Rozdział 6

1.5K 178 39
                                    

100 obserwujących więc bonus :)
Lubię okrągłe liczby :)

*****************************************************

Podszedłem do kontuaru, nie mając ani czasu, ani cierpliwości na uprzejmości. Serce waliło mi w piersi, a umysł przepełniony był obrazami Keiry leżącej gdzieś w tym szpitalu. Czułem, że każda sekunda ma znaczenie, że muszę działać, być jak najszybciej przy niej.

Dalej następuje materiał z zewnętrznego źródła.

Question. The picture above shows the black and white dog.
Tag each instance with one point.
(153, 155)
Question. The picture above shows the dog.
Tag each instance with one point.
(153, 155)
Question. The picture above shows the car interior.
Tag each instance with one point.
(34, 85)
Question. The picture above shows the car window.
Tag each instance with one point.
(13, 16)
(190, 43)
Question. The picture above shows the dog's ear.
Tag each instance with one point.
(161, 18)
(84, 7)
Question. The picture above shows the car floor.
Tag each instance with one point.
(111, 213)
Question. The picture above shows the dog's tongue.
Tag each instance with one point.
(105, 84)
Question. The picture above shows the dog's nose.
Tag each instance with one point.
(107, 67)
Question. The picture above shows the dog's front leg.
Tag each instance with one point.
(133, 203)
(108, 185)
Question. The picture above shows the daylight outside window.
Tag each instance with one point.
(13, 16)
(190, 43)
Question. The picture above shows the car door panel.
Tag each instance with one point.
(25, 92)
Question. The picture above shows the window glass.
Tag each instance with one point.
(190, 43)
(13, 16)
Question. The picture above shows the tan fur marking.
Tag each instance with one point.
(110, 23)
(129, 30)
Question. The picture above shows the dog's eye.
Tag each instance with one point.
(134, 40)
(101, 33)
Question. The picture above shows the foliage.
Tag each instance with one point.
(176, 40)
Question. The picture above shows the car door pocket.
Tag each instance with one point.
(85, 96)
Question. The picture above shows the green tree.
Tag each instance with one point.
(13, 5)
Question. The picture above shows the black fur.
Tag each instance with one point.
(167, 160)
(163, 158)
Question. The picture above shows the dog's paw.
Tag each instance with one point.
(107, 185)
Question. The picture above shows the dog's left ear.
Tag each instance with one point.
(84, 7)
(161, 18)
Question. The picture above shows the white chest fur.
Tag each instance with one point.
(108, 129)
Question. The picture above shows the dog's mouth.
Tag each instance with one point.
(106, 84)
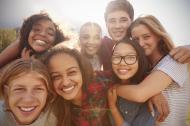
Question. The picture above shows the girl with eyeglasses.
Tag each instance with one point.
(167, 75)
(129, 65)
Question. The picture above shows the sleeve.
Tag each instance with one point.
(177, 71)
(144, 117)
(126, 124)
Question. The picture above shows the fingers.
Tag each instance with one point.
(150, 106)
(165, 110)
(25, 53)
(181, 54)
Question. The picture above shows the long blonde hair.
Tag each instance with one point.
(153, 24)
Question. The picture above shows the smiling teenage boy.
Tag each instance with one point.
(118, 15)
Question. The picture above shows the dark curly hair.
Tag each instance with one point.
(27, 27)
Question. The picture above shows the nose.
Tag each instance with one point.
(90, 41)
(117, 24)
(28, 97)
(42, 33)
(141, 42)
(122, 62)
(66, 81)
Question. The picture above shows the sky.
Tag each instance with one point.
(173, 14)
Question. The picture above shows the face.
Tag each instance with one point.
(27, 96)
(117, 24)
(42, 35)
(90, 39)
(66, 76)
(146, 38)
(122, 70)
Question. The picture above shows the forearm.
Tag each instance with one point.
(150, 86)
(131, 93)
(118, 119)
(9, 53)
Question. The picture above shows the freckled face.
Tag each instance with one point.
(27, 96)
(123, 70)
(66, 75)
(117, 24)
(42, 35)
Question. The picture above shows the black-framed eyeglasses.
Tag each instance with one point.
(128, 59)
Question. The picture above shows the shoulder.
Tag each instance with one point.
(177, 71)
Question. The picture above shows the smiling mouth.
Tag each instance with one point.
(27, 109)
(123, 71)
(69, 89)
(40, 42)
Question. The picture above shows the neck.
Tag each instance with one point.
(155, 57)
(78, 99)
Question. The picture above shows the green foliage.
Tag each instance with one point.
(6, 37)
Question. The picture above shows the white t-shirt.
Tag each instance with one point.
(178, 92)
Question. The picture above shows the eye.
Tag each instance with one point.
(56, 77)
(19, 89)
(85, 37)
(40, 89)
(146, 37)
(131, 57)
(51, 32)
(36, 29)
(123, 20)
(73, 72)
(111, 21)
(136, 38)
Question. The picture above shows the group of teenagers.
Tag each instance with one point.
(134, 78)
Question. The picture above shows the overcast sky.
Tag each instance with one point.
(173, 14)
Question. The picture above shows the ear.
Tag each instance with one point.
(6, 90)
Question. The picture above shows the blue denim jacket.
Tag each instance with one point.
(135, 114)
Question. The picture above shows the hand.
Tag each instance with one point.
(26, 53)
(161, 105)
(112, 97)
(181, 54)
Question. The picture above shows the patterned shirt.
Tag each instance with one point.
(178, 92)
(94, 110)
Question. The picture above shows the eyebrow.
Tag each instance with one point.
(49, 28)
(67, 69)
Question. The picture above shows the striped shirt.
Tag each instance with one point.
(178, 92)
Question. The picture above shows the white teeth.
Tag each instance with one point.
(123, 71)
(40, 42)
(28, 109)
(68, 89)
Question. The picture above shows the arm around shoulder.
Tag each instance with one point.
(9, 53)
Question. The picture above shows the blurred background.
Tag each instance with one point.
(71, 14)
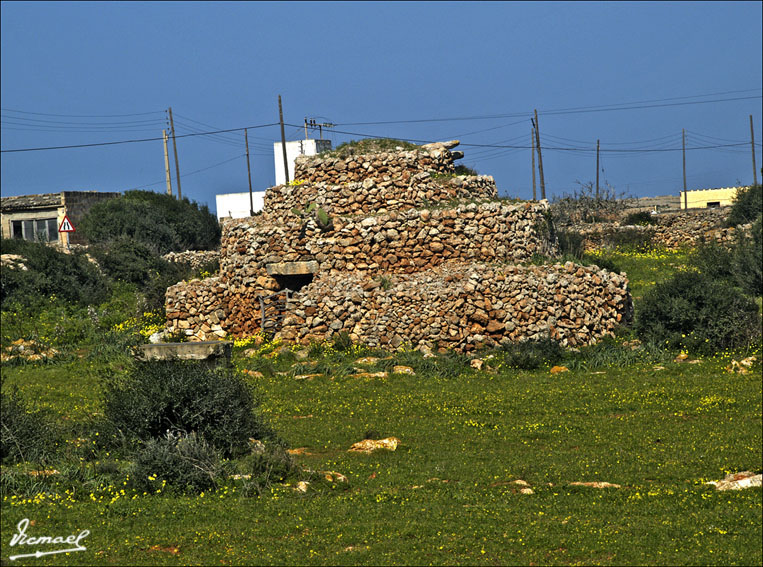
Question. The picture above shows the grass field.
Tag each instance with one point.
(658, 428)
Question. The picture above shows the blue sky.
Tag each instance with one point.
(85, 73)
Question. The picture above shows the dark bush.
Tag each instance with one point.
(185, 396)
(631, 239)
(27, 434)
(693, 311)
(49, 272)
(157, 220)
(642, 218)
(185, 463)
(134, 262)
(748, 205)
(747, 261)
(529, 355)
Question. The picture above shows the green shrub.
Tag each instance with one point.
(26, 434)
(532, 354)
(464, 170)
(184, 462)
(187, 396)
(134, 262)
(695, 312)
(49, 272)
(714, 260)
(571, 243)
(642, 218)
(747, 261)
(630, 239)
(748, 205)
(157, 220)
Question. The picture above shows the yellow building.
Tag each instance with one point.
(709, 198)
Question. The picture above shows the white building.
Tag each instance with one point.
(236, 205)
(294, 149)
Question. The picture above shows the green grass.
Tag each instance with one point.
(444, 496)
(658, 428)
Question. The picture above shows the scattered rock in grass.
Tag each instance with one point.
(741, 366)
(253, 373)
(47, 472)
(371, 445)
(737, 481)
(370, 375)
(302, 354)
(307, 376)
(171, 549)
(298, 451)
(256, 447)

- Keira Sullivan. Gdzie ją znajdę? - wyrzuciłem z siebie, nawet nie starając się być miły. Moje słowa były szybkie, niemal rwane, jakby nie miały już czasu czekać.

Rejestratorka, siedząca za biurkiem, leniwie podniosła wzrok zza monitora. Gumę do żucia rozciągnęła w ustach, poprawiła okulary i zmierzyła mnie wzrokiem, jakby oceniała, czy warto poświęcić mi uwagę. Na jej twarzy malował się wyraz całkowitej obojętności, co tylko podsycało moje zniecierpliwienie.

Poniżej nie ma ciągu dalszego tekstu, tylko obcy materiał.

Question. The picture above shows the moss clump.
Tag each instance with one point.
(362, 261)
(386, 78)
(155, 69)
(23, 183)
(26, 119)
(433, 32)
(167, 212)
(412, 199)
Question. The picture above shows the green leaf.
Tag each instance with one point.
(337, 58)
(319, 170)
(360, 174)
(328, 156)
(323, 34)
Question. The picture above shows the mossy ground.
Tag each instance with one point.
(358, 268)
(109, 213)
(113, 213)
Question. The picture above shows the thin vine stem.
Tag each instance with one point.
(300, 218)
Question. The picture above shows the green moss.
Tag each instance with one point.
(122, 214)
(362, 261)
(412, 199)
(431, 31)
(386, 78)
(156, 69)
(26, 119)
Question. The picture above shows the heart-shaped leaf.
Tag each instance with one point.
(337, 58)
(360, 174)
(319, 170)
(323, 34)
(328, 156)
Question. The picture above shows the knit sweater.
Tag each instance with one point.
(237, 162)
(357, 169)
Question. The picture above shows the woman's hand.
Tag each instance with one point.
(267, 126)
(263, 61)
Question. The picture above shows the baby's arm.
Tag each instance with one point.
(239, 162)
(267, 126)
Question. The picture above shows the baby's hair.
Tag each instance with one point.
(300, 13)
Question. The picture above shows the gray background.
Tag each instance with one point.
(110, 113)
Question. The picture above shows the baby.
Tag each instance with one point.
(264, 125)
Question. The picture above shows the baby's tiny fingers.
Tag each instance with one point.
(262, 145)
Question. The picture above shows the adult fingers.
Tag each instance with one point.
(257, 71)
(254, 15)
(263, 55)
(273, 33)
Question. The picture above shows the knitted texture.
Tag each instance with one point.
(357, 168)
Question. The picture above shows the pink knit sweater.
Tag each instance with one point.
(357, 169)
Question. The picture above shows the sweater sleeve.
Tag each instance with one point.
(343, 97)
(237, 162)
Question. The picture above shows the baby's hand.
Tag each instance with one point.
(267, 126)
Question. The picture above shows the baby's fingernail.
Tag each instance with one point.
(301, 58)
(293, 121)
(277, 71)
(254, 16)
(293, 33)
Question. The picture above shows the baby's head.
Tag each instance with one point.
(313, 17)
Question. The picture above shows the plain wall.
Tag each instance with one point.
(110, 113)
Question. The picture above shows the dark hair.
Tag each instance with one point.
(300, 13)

- A pan to...? - zapytała tonem, który bardziej sugerował rutynę niż rzeczywiste zainteresowanie.

- Mąż. Michael Sullivan - odpowiedziałem, starając się nie krzyczeć, choć z trudem powstrzymywałem narastającą frustrację. Słowa ledwo przecisnęły się przez zaciśnięte zęby. Byłem na skraju wytrzymałości.

Kobieta, nadal bez pośpiechu, wróciła wzrokiem do ekranu, klikając coś na klawiaturze. Naprawdę? Czy to możliwe, żeby pisała wolniej? Miałem wrażenie, że celowo przeciąga każdą chwilę, a ja czułem, jak każda sekunda ciąży mi na barkach.

- Czwarte piętro. Po wyjściu z windy, na prawo. Ktoś Pana wpuści na oddział i pokieruje dalej - powiedziała w końcu, wciąż żując gumę, nie zadając sobie trudu, by choć spojrzeć na mnie raz jeszcze.

Nie czekając na dalsze instrukcje, odwróciłem się i ruszyłem w stronę wind. Szybkim krokiem przeszedłem przez hol, ale oczywiście, jak na złość, windy były na górze. Patrzyłem na wskaźniki z rosnącą frustracją, licząc sekundy, które wydawały się wiecznością. Czekać na windę? Kolejne długie minuty? Nie, nie mogłem sobie na to pozwolić.

Odwróciłem się i, bez chwili wahania, rzuciłem się na schody. Wbiegłem po nich, ignorując ból w nogach i palące zmęczenie, bo to nie miało znaczenia. Liczyła się tylko Keira. Każdy krok przybliżał mnie do niej, ale jednocześnie każda sekunda w tym cholernym szpitalu wydawała się zabierać zbyt wiele czasu. Miałem wrażenie, jakby wszystko sprzysięgło się, by mnie spowolnić, powstrzymać. W głowie miałem tylko jedno - znaleźć ją, być przy niej, zanim stanie się coś jeszcze gorszego.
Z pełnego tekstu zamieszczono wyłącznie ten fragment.